I Never Got To Know My Father's Story
How fatherlessness prevents the passing down of life lessons to the next generation
Yesterday I was thinking about how this year I'll be turning 40 and then the next thought I had was it's been about 19 years since I last talked to my father.
He died years ago and with his death left unanswered questions and unachieved experiences for me and his grandson.
The last time I saw my father in person I was 16 years old and I remember feeling strange around him. I think I realized that my father was a stranger to me and it was apparent by his behavior that he had no emotional connection to me.
However, after my son was born, I thought a lot about the possibility of a relationship being built between the three generations. Maybe I could jump-start his interest in being in my life and it would translate into him wanting to know his grandson as well: Wishful thinking.
My father was a tailor who owned his own business and the only number I had was for his shop. I remember getting on the phone with him and hearing his voice asking who this was. I replied "Adam" and with a brief pause I realized I had to fill in the blank by saying "Your son".
Even though our conversation was brief, I don't remember the entirety of what was said because it wasn't memorable. All I remember was how I felt during that call and afterward, which was the same feeling I've had my entire life when it came to him: disappointed.
I was too disappointed to even be angry at him. Our conversation was brief because he didn't seem very interested in talking to me or hearing from me. It felt more like I was disrupting him, meaning whatever he was doing was more important than talking to his son after 5 years.
After reflection, I told myself that I wasn't going to try anymore because it was not my position as the son to establish a relationship. I already tried and if he wants something with me, I'll never deny his phone calls. Unfortunately, he never attempted to reach me.
A separation like I experienced leaves me with more questions than answers about who my father was as a man and all I'm left with to conclude about him is his negative attributes as a neglectful sperm donor. He must have a fuller story that he prevented me from knowing about him.
For example, my father was an immigrant from Trinidad who moved to the United States in his early 30s but that's all I really know about his immigration story. I don't know why he left, how he left, and his hurdles coming to a different nation than from where he was raised.
I'll never know what he experienced as a child with his father. Was he a good father to his other children but neglectful towards us? When did he get married? Actually, how many kids does he even have?
Nearing 40 years old, I understand the importance of passing down this information to our children to prepare them for the world they'll enter on their own. The lessons of failure & success are valuable pieces of knowledge to pass down to our children so they have a better outcome than ours.
It would have been magical to have my son get to have a different type of relationship with his grandfather that I didn't have. To take that picture of my father holding my son for the first time as a baby would have been unbelievable.
But my father is dead and so is his story. The only thing I can do is take what I learned from my father in his absence and not repeat his mistakes.

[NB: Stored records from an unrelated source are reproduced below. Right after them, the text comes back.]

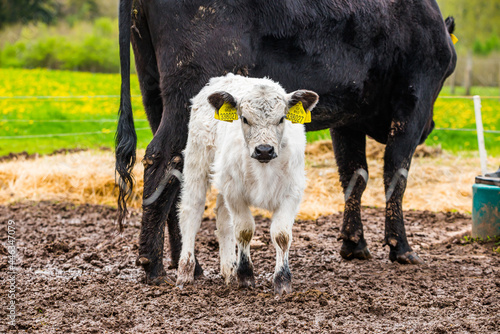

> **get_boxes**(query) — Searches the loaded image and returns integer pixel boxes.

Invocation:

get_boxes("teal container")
[472,179,500,239]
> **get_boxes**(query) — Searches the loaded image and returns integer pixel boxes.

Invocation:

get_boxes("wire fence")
[0,95,500,140]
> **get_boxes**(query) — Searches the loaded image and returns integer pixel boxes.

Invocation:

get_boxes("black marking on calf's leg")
[236,252,255,288]
[273,232,292,296]
[236,230,255,288]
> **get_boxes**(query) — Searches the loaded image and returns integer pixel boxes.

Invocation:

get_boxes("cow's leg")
[137,106,201,284]
[136,150,182,284]
[384,98,432,264]
[225,197,255,288]
[215,194,236,284]
[271,204,300,295]
[177,128,213,287]
[330,128,371,260]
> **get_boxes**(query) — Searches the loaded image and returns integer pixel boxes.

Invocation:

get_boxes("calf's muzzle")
[252,145,278,163]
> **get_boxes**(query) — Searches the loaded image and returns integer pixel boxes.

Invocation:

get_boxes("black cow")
[116,0,456,283]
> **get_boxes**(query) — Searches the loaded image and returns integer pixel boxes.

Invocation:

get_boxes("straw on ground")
[0,141,500,219]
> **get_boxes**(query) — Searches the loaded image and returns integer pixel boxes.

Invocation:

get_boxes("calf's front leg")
[271,200,298,296]
[215,194,236,284]
[225,198,255,288]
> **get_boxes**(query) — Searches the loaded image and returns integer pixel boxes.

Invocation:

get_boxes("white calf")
[177,74,318,294]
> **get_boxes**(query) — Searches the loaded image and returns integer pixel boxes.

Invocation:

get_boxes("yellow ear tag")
[304,110,311,123]
[214,102,238,122]
[286,101,311,124]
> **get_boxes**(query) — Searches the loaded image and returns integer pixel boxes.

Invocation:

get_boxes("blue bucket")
[472,177,500,239]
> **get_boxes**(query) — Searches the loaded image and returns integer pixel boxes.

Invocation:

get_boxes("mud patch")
[0,203,500,333]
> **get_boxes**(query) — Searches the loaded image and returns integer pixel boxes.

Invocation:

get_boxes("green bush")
[0,18,125,73]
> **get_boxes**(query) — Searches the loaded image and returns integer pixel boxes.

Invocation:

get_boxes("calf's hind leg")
[330,128,371,260]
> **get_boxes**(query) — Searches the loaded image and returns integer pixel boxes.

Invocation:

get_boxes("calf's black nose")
[252,145,277,162]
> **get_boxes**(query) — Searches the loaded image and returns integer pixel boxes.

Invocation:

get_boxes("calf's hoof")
[175,255,196,289]
[237,265,255,288]
[389,249,425,264]
[220,264,234,285]
[340,239,372,260]
[274,267,292,296]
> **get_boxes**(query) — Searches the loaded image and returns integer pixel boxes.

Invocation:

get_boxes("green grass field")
[0,69,500,156]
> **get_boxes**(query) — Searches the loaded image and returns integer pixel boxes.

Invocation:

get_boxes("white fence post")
[473,95,487,175]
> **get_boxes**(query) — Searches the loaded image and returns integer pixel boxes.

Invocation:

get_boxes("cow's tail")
[444,16,455,34]
[115,0,137,231]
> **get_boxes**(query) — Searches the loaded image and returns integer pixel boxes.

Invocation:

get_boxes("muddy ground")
[0,203,500,333]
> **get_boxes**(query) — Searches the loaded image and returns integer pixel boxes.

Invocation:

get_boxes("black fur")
[115,1,137,231]
[117,0,456,282]
[444,16,455,34]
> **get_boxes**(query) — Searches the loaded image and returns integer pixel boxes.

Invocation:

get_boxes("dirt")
[0,203,500,333]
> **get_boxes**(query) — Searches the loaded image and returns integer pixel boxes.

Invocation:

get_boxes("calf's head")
[208,85,318,163]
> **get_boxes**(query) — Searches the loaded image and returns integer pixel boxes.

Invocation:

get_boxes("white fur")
[178,74,314,285]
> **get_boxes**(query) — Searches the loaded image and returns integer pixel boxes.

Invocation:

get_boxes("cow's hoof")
[340,239,372,260]
[389,250,425,264]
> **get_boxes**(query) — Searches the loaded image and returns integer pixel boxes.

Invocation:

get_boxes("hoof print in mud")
[340,240,372,260]
[389,251,425,264]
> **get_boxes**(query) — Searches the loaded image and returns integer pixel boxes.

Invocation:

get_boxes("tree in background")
[0,0,58,27]
[437,0,500,95]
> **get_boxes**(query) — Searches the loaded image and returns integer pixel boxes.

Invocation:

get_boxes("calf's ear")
[208,92,236,110]
[287,89,319,110]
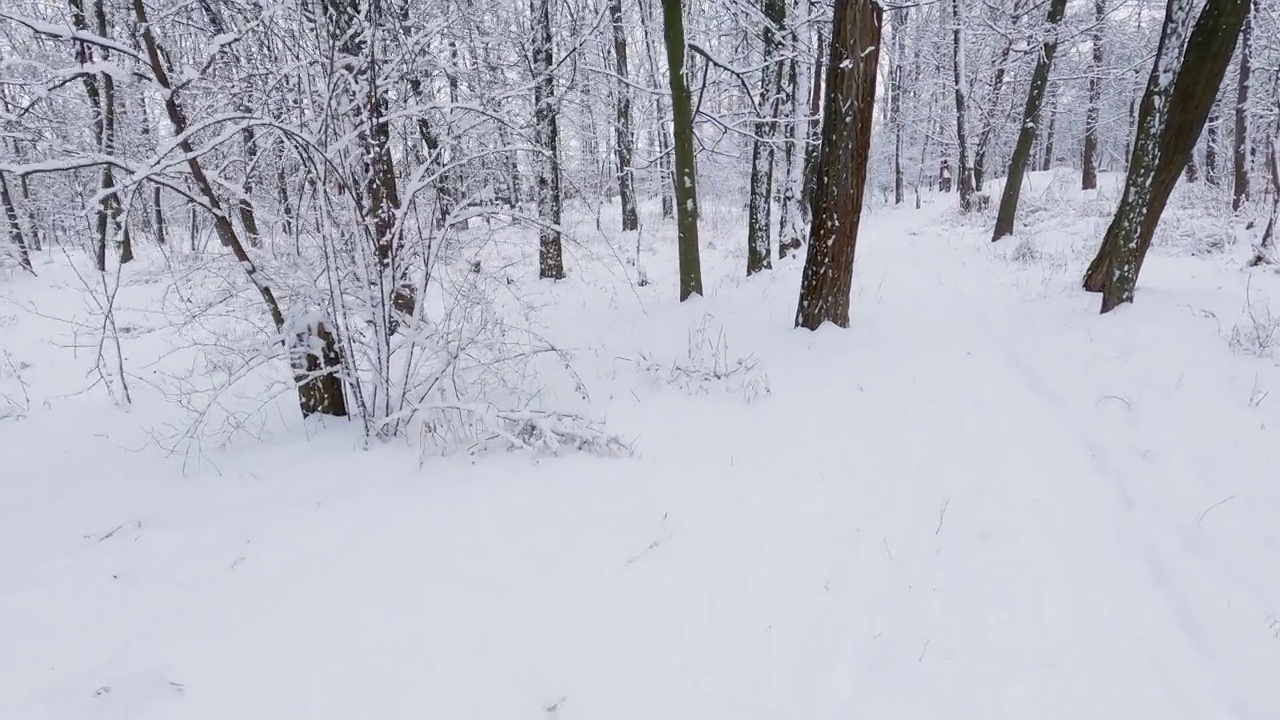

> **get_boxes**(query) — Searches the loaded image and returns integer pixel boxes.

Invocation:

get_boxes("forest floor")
[0,174,1280,720]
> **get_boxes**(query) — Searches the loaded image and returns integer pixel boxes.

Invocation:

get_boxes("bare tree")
[662,0,703,302]
[609,0,640,231]
[746,0,786,275]
[1084,0,1249,313]
[530,0,564,279]
[796,0,883,331]
[951,0,973,213]
[991,0,1066,241]
[1231,13,1253,210]
[1080,0,1107,190]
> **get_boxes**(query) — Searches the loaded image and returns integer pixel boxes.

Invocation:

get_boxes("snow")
[0,173,1280,720]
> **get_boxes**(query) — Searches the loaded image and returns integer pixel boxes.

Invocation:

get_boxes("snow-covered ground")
[0,174,1280,720]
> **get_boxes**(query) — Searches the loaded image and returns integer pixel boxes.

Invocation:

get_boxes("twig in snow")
[1196,493,1235,525]
[84,520,142,542]
[1098,395,1133,410]
[622,541,662,568]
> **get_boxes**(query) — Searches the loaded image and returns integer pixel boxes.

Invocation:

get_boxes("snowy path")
[0,199,1280,720]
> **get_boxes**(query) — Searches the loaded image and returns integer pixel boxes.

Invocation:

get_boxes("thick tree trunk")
[530,0,564,279]
[796,0,883,331]
[1231,13,1253,210]
[991,0,1066,241]
[609,0,640,231]
[951,0,973,213]
[662,0,703,302]
[1084,0,1249,313]
[1080,0,1107,190]
[746,0,786,277]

So, when the day comes and my son has his first child, he won't have to call me: I'll already be there.
Breaking Generational curses is the most important work we can do.
Common story. A lot of times, when you do get clarity it comes down to the horrid relationship with our mothers that spurred on the separation.
As a single father of 2 i still believe it’s imperative for men to be mentally healthy over obligations to their children in disruptive traumatic relationships with the mother.
The difference with me is i knew the relationships were garbage and took the kids with me , because i knew their outcomes with the mom would not be as great.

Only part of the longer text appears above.